3) Null models are the foundation of interpretation
Every connectomics claim requires comparison to a null model. Without a null, you cannot distinguish specific wiring rules from generic statistical properties.
Erdos-Renyi (same density): Too simple — doesn’t preserve degree distribution. Almost everything looks “enriched.”
Degree-preserving rewiring (Maslov & Sneppen 2002): Standard baseline. Preserves each neuron’s in-degree and out-degree.
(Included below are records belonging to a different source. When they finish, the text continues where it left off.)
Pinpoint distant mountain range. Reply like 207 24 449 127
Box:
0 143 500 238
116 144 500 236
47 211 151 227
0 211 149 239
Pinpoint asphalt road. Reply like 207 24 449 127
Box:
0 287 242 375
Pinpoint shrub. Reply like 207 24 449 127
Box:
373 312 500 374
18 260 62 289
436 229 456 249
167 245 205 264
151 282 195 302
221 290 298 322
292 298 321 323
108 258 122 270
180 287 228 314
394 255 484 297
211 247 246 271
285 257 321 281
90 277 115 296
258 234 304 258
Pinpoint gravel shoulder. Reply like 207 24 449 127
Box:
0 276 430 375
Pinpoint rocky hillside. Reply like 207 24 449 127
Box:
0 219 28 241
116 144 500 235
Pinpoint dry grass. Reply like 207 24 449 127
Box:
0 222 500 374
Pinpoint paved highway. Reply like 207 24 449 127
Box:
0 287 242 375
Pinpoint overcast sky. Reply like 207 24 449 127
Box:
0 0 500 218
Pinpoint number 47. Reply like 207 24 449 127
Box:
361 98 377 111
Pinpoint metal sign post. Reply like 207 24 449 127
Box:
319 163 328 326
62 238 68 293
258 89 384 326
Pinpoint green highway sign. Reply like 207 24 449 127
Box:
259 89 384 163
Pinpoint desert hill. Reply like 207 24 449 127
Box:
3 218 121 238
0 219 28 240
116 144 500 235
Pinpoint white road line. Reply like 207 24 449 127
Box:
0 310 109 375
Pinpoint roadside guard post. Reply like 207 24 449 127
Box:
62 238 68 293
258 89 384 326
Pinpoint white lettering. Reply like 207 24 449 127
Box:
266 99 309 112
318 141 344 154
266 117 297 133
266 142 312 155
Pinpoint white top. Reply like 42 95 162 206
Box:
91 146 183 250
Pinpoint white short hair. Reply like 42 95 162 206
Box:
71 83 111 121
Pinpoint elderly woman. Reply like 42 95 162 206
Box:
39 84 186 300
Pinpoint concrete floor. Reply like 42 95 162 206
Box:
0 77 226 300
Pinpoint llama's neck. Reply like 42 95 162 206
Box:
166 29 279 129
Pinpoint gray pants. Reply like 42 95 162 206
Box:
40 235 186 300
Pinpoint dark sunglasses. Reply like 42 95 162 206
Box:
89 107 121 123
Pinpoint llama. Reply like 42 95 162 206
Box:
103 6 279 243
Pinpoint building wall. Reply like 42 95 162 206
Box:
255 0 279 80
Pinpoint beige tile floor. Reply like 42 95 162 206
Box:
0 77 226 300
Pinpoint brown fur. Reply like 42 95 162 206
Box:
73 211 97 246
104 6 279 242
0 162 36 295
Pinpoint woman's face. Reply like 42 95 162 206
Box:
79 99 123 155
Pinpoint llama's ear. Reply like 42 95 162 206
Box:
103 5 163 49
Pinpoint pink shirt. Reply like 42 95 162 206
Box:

Spatially constrained: Preserves distance-dependent connection probability. Critical because nearby neurons connect more often simply due to arbor overlap.
Cell-type-stratified: Preserves E→E, E→I, I→E, I→I connection rates. Important because excitatory-inhibitory structure creates motif biases even without specific wiring rules.
Key rule: Use the most stringent null model that is relevant to your claim. If your finding survives the spatially constrained null but not the degree-preserving null, it may reflect spatial proximity rather than specific wiring.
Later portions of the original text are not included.